With the suit, The New York Times also chose the more confrontational response to the sudden rise of AI chatbots, in contrast to other media groups such as Germany’s Axel Springer or the Associated Press that have entered content deals with OpenAI.
“If The Times and other news organisations cannot produce and protect their independent journalism, there will be a vacuum that no computer or artificial intelligence can fill,” said the Times’ complaint.
“Less journalism will be produced, and the cost to society will be enormous.”
The Times is seeking damages, as well as an order that the companies stop using its content for the training of AI models – and destroy data already harvested.
While no sum is specifically requested, the Times alleges that the infringement could have cost “billions of dollars in statutory and actual damages”.
Microsoft, the world’s second biggest company by market capitalisation, is a major investor in OpenAI, and swiftly implemented the powers of AI in its own products after the release of ChatGPT last year.
The AI models that power ChatGPT and Microsoft’s Copilot (formerly Bing) were trained for years on content available on the internet, under the assumption that it was fair to be used without compensation.
But the lawsuit, filed in a federal court in New York, argued that the use of the Times’ work was unlawful notably because the new products created a potential rival to news publishers.
OpenAI said it was “surprised and disappointed” by the lawsuit given that it was in talks with the Times over the issue that were “moving forward constructively”.
“We’re hopeful that we will find a mutually beneficial way to work together, as we are doing with many other publishers,” an OpenAI spokesperson added.
But the Times said that in its attempts to seal a content deal with OpenAI, it was told that the technology was “transformative” and therefore did not require a commercial arrangement.
“There is nothing ‘transformative’ about using The Times’ content without payment to create products that substitute for The Times and steal audiences away from it,” the lawsuit alleged.
The Times’ lawsuit cited several instances in which OpenAI and Microsoft chatbots gave users near-verbatim excerpts of its articles.

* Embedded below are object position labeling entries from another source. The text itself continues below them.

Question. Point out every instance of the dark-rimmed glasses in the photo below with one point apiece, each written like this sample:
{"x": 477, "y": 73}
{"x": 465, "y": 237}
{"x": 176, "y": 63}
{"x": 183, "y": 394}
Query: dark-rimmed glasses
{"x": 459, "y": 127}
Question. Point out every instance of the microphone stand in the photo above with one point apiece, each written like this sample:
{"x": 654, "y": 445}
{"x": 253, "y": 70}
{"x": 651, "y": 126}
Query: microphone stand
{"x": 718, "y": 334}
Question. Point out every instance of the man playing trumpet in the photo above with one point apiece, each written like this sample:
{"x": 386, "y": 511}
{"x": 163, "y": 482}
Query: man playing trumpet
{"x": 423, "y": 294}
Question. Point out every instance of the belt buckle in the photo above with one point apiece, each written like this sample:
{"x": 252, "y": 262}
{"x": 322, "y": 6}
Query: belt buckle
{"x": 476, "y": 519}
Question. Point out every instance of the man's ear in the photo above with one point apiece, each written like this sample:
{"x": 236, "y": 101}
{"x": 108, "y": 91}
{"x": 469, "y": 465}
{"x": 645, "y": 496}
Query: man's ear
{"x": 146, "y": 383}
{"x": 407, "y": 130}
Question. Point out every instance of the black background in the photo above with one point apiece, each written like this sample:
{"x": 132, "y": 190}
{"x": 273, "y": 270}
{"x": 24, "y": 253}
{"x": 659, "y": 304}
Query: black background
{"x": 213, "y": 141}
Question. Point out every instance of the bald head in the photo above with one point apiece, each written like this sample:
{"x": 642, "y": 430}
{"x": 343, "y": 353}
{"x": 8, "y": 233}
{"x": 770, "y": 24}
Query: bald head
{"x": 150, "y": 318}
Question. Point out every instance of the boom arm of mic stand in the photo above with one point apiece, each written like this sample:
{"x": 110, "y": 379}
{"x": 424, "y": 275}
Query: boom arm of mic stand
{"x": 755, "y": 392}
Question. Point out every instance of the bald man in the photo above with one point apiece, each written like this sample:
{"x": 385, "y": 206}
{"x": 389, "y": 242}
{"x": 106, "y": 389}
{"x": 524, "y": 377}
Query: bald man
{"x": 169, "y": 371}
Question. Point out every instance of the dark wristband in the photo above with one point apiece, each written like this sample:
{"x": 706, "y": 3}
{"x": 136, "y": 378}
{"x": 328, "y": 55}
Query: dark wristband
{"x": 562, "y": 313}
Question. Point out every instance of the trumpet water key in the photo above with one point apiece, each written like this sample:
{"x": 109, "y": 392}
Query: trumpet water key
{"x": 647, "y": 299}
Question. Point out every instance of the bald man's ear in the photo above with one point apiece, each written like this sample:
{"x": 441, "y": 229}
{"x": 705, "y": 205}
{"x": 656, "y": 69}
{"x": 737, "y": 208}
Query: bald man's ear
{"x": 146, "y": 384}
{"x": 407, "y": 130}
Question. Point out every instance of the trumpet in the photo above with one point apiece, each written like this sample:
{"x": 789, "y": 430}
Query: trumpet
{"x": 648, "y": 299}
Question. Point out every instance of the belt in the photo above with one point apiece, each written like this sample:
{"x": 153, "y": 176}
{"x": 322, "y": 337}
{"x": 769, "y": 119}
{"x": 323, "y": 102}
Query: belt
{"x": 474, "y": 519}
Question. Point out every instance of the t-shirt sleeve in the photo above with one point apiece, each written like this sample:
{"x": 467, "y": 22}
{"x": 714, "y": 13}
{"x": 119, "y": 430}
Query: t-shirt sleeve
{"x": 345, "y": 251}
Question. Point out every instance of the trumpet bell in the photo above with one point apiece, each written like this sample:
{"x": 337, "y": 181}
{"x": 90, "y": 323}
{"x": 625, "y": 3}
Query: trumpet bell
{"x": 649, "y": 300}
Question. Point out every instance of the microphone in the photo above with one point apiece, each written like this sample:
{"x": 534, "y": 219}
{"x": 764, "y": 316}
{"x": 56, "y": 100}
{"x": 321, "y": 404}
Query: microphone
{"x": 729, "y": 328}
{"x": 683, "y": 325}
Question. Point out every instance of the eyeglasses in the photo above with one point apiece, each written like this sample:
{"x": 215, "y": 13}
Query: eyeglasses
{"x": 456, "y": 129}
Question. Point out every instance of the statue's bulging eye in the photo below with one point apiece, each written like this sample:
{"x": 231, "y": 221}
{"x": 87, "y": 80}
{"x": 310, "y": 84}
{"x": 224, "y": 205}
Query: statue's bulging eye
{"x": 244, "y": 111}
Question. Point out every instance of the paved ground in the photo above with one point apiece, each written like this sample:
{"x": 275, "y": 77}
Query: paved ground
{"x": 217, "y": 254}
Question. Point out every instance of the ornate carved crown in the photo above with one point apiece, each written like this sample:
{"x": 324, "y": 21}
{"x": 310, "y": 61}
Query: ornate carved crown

These included a Pulitzer Prize-winning 2019 series on predatory lending in New York City’s taxi industry, and restaurant critic Pete Wells’ 2012 review of Guy Fieri’s since-closed Guy’s American Kitchen & Bar that became a viral sensation.
The lawsuit also said that content generated by ChatGPT and Copilot closely mimicked New York Times style, at times falsely citing the paper as a source, and that its output was given a privileged status by OpenAI because of its reliability.
The emerging AI giants are facing a wave of lawsuits over their use of internet content to build their AI systems that create content on simple prompts.
Last year, Game of Thrones author George RR Martin and other bestselling fiction writers filed a class-action lawsuit against OpenAI, accusing the startup of violating their copyrights to fuel ChatGPT.
Universal and other music publishers have sued AI company Anthropic in a US court for using copyrighted lyrics to train its systems and in generating answers to user queries.
US photo distributor Getty Images has accused Stability AI of profiting from its pictures and those of its partners in order to make visual AI that creates original images.
Hundreds of news publishers meanwhile have used programming code to block OpenAI, Google and others from scanning their websites for training data.